Telefon und Internet seien zum wichtigsten Kommunikationsmittel geworden, sagt auch Pfarrer Larry Smith von der US-amerikanischen United Church of Christ (UCC), zu der gut eine Million Mitglieder in mehr als 5.000 Gemeinden gehören. Er selbst verbringe viele Stunden am Hörer, um mit möglichst vielen Gemeindemitgliedern zu sprechen, erzählt der Pfarrer aus Spring Grove im Bundesstaat Pennsylvania. Außerdem sende er täglich E-Mails mit Kurzandachten, Gebeten und Musik.

Die UCC halte die vorgegebenen Kontaktsperren strikt ein und bietet keine öffentlichen Gottesdienste an, betonte Smith. Viele Gemeinden streamten ihre Gottesdienste. Die Bestattungen seien einfach gehalten, da nur höchstens zehn Personen anwesend sein dürften, schildert der Pastor. Für eine spätere Zeit denke die Kirche über Gedächtnisgottesdienste für die Verstorbenen nach.

Evangelikal-konservative Großkirchen in den USA mit mehreren tausend Gottesdienstbesuchern wollten sich dagegen ihre Versammlungen von der Regierung nicht verbieten lassen, gibt Smith die aufgeheizte Stimmung im Land wieder.

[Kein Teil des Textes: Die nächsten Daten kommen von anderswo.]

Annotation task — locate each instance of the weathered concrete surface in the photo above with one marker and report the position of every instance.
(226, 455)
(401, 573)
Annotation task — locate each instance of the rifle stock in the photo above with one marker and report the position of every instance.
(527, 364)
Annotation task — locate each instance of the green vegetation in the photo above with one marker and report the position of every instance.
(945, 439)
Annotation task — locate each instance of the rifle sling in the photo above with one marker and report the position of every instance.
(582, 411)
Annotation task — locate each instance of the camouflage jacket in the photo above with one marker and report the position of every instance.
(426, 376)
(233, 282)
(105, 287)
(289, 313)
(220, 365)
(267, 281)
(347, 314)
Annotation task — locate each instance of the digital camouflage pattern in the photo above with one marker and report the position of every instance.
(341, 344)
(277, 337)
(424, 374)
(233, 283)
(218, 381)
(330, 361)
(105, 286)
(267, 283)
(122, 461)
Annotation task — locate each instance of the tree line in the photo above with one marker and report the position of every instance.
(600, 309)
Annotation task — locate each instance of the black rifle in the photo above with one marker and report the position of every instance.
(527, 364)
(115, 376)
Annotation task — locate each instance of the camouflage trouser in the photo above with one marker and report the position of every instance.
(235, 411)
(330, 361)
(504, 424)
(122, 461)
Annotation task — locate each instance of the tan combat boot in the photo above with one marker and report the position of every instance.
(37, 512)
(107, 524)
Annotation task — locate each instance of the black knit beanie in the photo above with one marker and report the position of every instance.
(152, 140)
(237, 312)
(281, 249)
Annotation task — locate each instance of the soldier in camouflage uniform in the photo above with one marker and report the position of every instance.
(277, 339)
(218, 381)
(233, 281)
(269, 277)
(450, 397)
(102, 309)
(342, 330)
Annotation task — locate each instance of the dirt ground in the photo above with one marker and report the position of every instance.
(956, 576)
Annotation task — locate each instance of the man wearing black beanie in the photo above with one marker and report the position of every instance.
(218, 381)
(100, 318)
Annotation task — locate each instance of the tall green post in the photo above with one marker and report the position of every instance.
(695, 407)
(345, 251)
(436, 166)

Viele Gläubige hätten sich in deren Versammlungen infiziert.

"Kraft des Gebetes" in schwierigen Zeiten

In Namibia gibt es nach offiziellen Angaben bisher nur 16 Menschen, bei denen eine Ansteckung mit dem Coronavirus nachgewiesen wurde. Gottesdienste und Aktionen in den Gemeinden seien als Vorsichtsmaßnahme aber derzeit ausgesetzt, sagt der frühere Bischof der Evangelisch-Lutherischen Kirche in der Republik Namibia, Ernst Gamxamub. Beerdigungsfeiern sind erlaubt, aber im kleinen Rahmen. Es dürften jeweils nur aufeinanderfolgende Gruppen von maximal zehn Menschen von den Verstorbenen Abschied nehmen, erklärt Gamxamub.

Der emeritierte Bischof äußerte sich besorgt, dass die Corona-Krise zu einer noch größeren Kluft zwischen Arm und Reich in dem südafrikanischen Land führen könnte. Die Schulen seien geschlossen, doch digitales Lernen sei für viele Kinder nicht möglich, weil ihre Familien über keinen Internetzugang verfügten, beklagt Gamxamub.

"In diesen Zeiten wird die Kraft des Gebetes deutlich sichtbar", erklärt der Theologe. Er selbst lese täglich mit seiner Familie in der Bibel, bete für die ganze Menschheit. "Und die schnelle Entdeckung eines Heilmittels gegen Corona."